Even so, a publicly televised institutional process like confirming the most powerful judges in the land is something completely foreign to our adversaries. In fact, Ketanji Brown would never be allowed to serve as any kind of judge in China, Russia, Iran or North Korea. An openly gay man like Pete Buttigieg would never be permitted in a presidential cabinet. China and Russia are two of the most racist countries on earth. Chinese is ethnically cleansing its 1.5 million Muslim Uighur population through reeducation and forced work camps that pump out products for American companies like Nike. Can you imagine this happening in the United States? We’d get that and worse if China and Russia end up writing the rules of the new world order.

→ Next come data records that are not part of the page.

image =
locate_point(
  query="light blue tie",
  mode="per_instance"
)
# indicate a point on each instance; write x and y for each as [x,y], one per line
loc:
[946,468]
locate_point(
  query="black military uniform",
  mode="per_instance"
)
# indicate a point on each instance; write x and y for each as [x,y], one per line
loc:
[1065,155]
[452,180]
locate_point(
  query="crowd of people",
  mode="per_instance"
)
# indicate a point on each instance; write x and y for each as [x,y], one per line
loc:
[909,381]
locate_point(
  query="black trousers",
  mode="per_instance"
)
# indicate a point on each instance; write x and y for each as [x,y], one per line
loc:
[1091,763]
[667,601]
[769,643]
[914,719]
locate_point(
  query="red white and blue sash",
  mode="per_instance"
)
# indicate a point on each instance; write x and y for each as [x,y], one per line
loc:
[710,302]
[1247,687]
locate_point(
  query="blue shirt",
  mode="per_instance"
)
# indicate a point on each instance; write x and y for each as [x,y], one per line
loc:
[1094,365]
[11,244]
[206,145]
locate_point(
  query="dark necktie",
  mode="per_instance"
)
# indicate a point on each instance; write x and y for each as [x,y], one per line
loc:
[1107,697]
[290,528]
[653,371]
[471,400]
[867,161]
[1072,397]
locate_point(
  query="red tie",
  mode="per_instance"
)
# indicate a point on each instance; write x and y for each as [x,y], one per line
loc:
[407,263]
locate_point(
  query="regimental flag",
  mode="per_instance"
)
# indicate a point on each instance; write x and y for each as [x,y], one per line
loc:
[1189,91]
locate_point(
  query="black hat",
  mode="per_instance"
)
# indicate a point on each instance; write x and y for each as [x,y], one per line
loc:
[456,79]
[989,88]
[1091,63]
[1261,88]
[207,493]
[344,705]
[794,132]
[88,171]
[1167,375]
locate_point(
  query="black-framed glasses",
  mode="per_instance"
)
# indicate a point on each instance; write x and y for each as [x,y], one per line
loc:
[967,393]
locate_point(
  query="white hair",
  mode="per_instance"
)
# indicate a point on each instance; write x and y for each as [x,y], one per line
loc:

Ultimately, our freedoms and rights power the innovative culture that makes the United States the most successful political experiment in history. Even with its historical warts, America has improved the living standards of its citizens more than any human culture that has ever existed. Democracy, protection of individual freedoms, harnessing the power of diversity while creating a strong collective identity. These are strengths that China and Russia will never have without a revolution. This makes me optimistic that we still have what it takes to win The New Cold War. We just need the right leaders, united in mission, to galvanize the public into believing in the power of a United States of America. It’s been said that politicians only act when there’s fire in the living room. Guess what? There is fire in the living room. We can do this!